Jacob, however, imbibes premodernism: he takes the cup. It is no accident that this scene has eucharistic overtones. Think of how Jesus prayed to "have this cup taken" from him, "but not my will, but Thy will be done." That is the essence of Christian faith: to resist the pull of autonomy--"self-law" and have the law of Christ written upon one's heart.
So, "Across the Sea" is a twist on the Biblical Jacob and Esau story. Doc Jensen is correct insofar as the Lost characters are not identical with the Biblical characters; however, they are types of them.

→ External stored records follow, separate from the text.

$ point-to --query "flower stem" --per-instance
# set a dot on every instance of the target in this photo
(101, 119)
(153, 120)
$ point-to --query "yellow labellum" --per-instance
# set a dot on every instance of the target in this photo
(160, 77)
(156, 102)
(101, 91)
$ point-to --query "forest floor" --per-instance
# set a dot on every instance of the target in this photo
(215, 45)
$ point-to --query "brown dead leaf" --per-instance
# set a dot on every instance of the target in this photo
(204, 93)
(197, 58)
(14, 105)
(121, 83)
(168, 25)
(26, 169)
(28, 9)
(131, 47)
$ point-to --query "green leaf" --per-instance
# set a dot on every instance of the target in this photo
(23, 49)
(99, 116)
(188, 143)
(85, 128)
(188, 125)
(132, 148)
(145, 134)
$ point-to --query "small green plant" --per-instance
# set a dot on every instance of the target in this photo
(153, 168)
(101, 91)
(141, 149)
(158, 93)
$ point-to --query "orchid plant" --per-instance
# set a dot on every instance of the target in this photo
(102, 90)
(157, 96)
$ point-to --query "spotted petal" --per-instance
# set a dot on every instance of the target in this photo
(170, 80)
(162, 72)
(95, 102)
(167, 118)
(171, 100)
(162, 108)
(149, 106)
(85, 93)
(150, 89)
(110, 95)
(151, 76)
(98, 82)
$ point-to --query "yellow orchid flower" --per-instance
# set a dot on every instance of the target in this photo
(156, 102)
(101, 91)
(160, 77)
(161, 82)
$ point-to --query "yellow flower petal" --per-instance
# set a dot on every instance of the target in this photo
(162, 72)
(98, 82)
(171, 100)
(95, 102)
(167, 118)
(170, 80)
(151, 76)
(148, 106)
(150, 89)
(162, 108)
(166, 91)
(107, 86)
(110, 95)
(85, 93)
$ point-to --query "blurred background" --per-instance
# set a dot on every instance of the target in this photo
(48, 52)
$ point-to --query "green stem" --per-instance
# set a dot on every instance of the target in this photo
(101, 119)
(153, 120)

So I revise my previous assessement: Jacob is not the archangel Michael; he is the biblical Jacob; and MIB is not the archangel Sameal; he is the biblical Esau. Esau puts himself-- his own will/stomach before anything else and so loses his inheritance. What is rightfully his is not what he desires. Jacob is the one who values what the island represents, and so inherits it, and is responsible for preserving it and passing it on. Not for nothing is this episode entitled "Across the Sea!"
Of course, by now you know where my sympathies lie.